There are three major features distinguishing PfGR from hGR that are thought to be of relevance for selective inhibitor design.22., 25. The first is an insertion of 34 residues within the central domain (residues 314–347) of PfGR that is known to be highly antigenic,²² but has an unknown effect on function. The second regards the amino acid residues lining the wall of the cavity at the dimer interface, where only nine out of 21 residues are conserved in PfGR. The third feature is the pair of helices (H11/H11′) at the core of the dimer interface⁴³ (Figure 1). These helices are regarded as a dimerization and folding center of GR53., 54., 55. and it has been shown that synthetic peptides can bind to these helices to interfere with the dimerization of hGR.38., 53., 54.
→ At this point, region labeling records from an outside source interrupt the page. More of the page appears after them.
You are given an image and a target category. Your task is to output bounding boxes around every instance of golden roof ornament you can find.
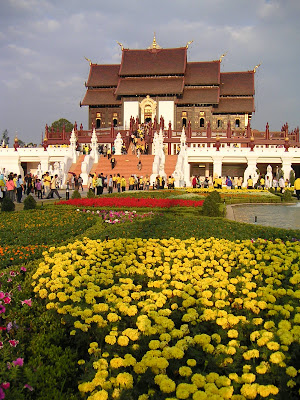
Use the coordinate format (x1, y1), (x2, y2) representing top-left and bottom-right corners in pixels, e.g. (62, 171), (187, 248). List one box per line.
(253, 63), (261, 73)
(116, 40), (124, 50)
(148, 32), (161, 49)
(84, 56), (92, 65)
(185, 40), (194, 49)
(219, 51), (228, 62)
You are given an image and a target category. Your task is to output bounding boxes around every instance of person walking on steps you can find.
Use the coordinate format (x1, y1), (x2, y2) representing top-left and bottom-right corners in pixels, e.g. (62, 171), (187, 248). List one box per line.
(46, 174), (61, 199)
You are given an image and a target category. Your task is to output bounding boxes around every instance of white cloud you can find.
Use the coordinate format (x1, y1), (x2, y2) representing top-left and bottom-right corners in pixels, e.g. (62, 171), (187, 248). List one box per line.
(7, 44), (36, 56)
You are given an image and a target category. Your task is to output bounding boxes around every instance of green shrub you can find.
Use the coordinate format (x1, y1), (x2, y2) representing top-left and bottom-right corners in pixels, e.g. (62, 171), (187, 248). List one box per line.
(202, 190), (224, 217)
(281, 189), (293, 202)
(290, 169), (295, 186)
(209, 190), (222, 203)
(24, 194), (36, 210)
(71, 189), (81, 199)
(86, 190), (96, 199)
(1, 196), (16, 211)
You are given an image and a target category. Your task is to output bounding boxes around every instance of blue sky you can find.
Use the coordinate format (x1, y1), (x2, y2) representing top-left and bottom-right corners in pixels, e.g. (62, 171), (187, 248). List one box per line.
(0, 0), (300, 143)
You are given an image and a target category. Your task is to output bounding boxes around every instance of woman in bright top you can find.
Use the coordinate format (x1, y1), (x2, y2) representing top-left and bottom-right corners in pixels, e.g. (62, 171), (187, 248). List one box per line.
(247, 175), (253, 189)
(0, 174), (6, 201)
(6, 174), (16, 201)
(121, 176), (126, 192)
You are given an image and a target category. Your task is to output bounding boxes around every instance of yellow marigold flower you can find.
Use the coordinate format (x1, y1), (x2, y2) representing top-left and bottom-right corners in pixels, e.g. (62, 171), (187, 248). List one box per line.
(270, 351), (285, 364)
(267, 342), (280, 350)
(219, 386), (233, 400)
(89, 390), (108, 400)
(116, 372), (133, 389)
(39, 289), (48, 299)
(243, 349), (259, 360)
(191, 374), (206, 388)
(106, 313), (119, 322)
(118, 336), (129, 346)
(285, 367), (298, 378)
(105, 335), (117, 346)
(193, 390), (207, 400)
(255, 361), (270, 375)
(227, 329), (239, 339)
(242, 373), (256, 383)
(241, 383), (257, 399)
(179, 366), (192, 376)
(176, 383), (197, 399)
(286, 379), (296, 388)
(186, 358), (197, 367)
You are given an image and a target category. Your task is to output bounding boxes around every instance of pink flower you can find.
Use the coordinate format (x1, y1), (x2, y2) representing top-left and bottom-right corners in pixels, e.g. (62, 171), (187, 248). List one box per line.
(21, 299), (32, 307)
(1, 382), (10, 389)
(13, 357), (24, 367)
(3, 296), (11, 304)
(8, 339), (19, 347)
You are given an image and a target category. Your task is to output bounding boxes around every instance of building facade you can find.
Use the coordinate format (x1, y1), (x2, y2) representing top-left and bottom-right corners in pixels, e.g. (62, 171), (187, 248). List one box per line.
(81, 37), (255, 131)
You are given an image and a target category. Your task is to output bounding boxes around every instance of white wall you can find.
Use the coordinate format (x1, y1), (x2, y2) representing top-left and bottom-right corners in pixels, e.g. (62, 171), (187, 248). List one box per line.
(158, 101), (174, 129)
(123, 101), (139, 129)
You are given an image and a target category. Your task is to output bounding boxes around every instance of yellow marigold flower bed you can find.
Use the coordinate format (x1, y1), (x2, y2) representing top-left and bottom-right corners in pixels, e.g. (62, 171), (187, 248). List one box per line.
(33, 238), (300, 400)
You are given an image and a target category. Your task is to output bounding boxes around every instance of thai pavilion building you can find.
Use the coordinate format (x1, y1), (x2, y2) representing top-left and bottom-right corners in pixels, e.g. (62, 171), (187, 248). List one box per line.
(0, 36), (300, 186)
(81, 36), (255, 132)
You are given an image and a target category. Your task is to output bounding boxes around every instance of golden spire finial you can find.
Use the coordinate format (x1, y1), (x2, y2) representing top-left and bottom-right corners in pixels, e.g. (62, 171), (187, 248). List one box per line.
(84, 56), (92, 65)
(253, 63), (261, 73)
(152, 32), (157, 49)
(148, 32), (161, 49)
(116, 40), (124, 50)
(219, 51), (228, 62)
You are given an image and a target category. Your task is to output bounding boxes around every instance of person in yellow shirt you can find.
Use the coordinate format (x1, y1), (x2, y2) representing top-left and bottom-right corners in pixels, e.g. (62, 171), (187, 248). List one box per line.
(117, 174), (121, 193)
(121, 176), (126, 192)
(129, 175), (135, 190)
(43, 172), (51, 197)
(294, 177), (300, 200)
(247, 175), (253, 189)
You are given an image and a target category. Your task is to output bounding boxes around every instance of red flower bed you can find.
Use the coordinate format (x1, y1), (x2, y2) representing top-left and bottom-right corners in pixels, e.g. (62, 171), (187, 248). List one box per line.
(57, 197), (203, 208)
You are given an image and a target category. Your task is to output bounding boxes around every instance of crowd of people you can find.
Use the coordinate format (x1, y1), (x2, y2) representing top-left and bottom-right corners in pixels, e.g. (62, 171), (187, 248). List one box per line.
(0, 172), (61, 203)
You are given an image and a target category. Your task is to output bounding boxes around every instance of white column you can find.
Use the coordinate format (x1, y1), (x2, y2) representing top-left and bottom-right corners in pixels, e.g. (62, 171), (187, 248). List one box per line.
(243, 154), (258, 187)
(213, 155), (223, 178)
(281, 156), (292, 180)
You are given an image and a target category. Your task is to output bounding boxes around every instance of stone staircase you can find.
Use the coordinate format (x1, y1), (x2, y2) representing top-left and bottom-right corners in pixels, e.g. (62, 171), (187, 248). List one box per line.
(91, 154), (154, 181)
(69, 154), (85, 176)
(70, 154), (177, 181)
(165, 155), (178, 177)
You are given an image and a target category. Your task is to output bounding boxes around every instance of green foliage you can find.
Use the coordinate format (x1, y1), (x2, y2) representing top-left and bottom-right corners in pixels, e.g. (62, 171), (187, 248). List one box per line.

A valuable stepping stone for the further development of rationally designed drugs against PfGR would be the three-dimensional structure of the enzyme. Here, we describe the three-dimensional structure of P. falciparum glutathione reductase and analyze those features that have been noted as potential targets for the design of selective PfGR inhibitors. In addition we describe novel inhibitor design work related to PfGR as a drug target.